Given the right preparation, Schriebman says that RASs could be even be used to breed the baby fish. “We crank up the light, we crank up the heat, play some Frank Sinatra, and these fish will mate like crazy.”
But even though RASs are smaller than traditional cages or pens, making them a better fit in the city, the systems are costly to operate. The electricity bills alone are enough to break the bank. David Harvey, an economist with the USDA who prepares a yearly Aquaculture Outlook, says it would be difficult to make these systems work in a city because of the high cost of urban rent and electricity. According to Harvey, fish would have to be sold at premium prices in order for RASs like Schreibman’s to be economically feasible. That would mean selling to high-end restaurants rather than feeding the homeless.
Of course, New York City is the right place to be if you want to sell fresh fish to fancy restaurants. And fish from New York could be shipped up to 10 hours outside of the city, thereby including Connecticut, Boston, and Philadelphia as potential markets, writes Schreibman in a report on urban Aquaculture. While that alone may be enough to make it worthwhile, a large-scale, low-impact aquaculture system could be successful in the city for another reason: the lucrative organic food market.
Currently there are no organic standards for fish. But Joe Smillie, Senior Vice President of the organic certification organization Quality Assurance International, says that could soon change. He is part of the aquaculture working group that is preparing organic fish farming recommendations for USDA review. If everything goes swimmingly, the USDA could have the guidelines approved within a year or two, says Smillie.
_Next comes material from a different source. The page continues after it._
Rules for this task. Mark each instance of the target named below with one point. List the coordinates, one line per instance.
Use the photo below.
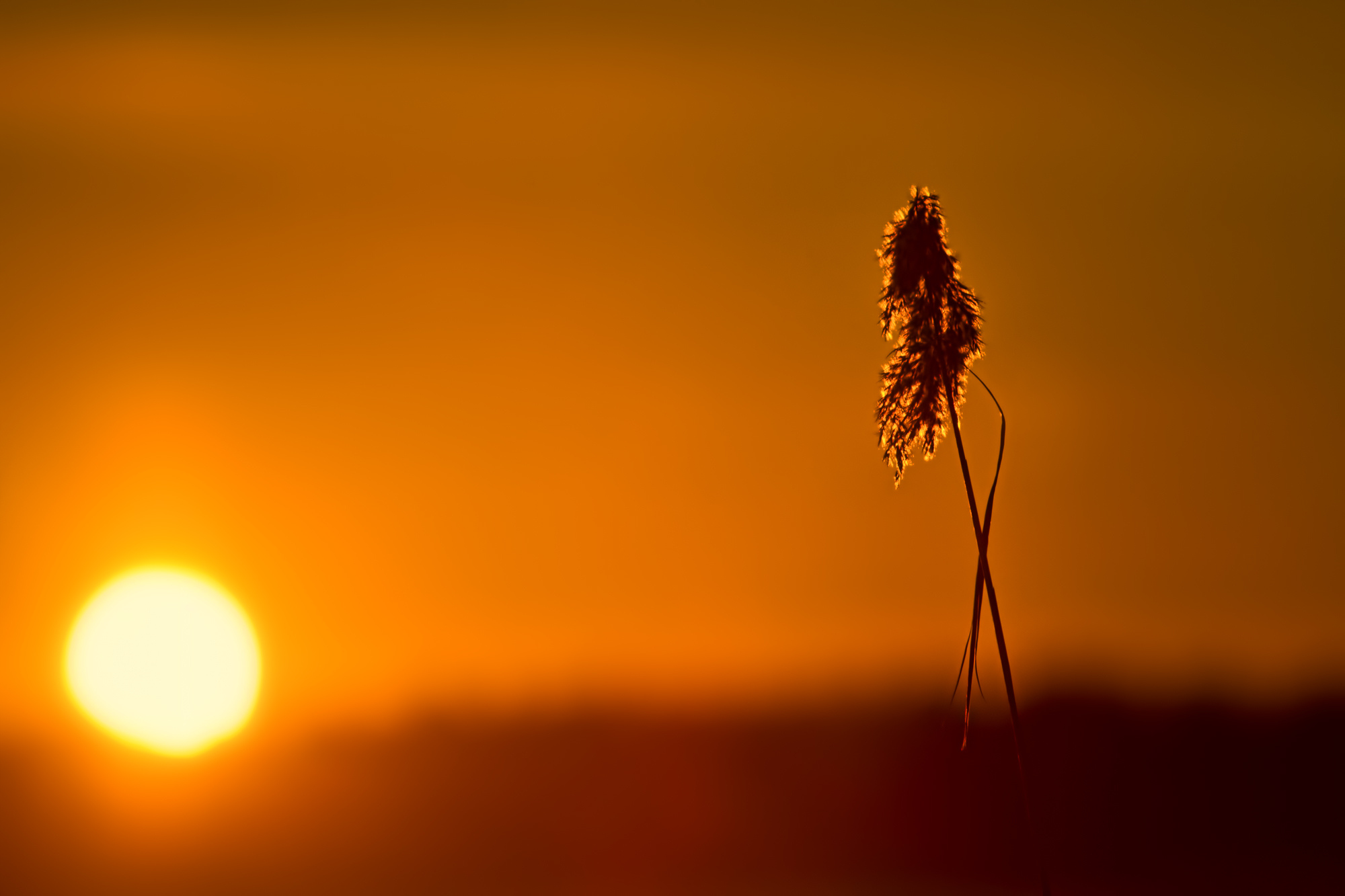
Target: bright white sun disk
(165, 659)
The major roadblock to organic status for fish is their feed. Aquaculture fish feed would also have to be certified organic, which is a challenge logistically and environmentally. Not only would the soybean or corn meal in commercial fish food have to be organically grown, but the wild fish that are caught and incorporated into the feed would also need to be certified organic. And the process could potentially harm the environment: It can take as much as three to five pounds of wild fish to feed every pound of aquaculture raised fish, which depletes wild fish stocks. USDA standards would have to address these issues before any farmed fish could be labeled organic.
“I think we can connect the lines between the promises of sustainable aquaculture … and urban aquaculture,” says Schreibman. Based on the aquaculture working group’s preliminary recommendations, RASs like Shreibman’s are a good candidate for organic approval because of their low-environmental impact. But fish farmers will still have to devise a way to feed their fish with nutritional food that’s also environmentally friendly. If RASs are able to meet future organic guidelines, fish farming in New York City could become more attractive to investors, bringing Schreibman’s dream of a blue revolution that much closer to reality.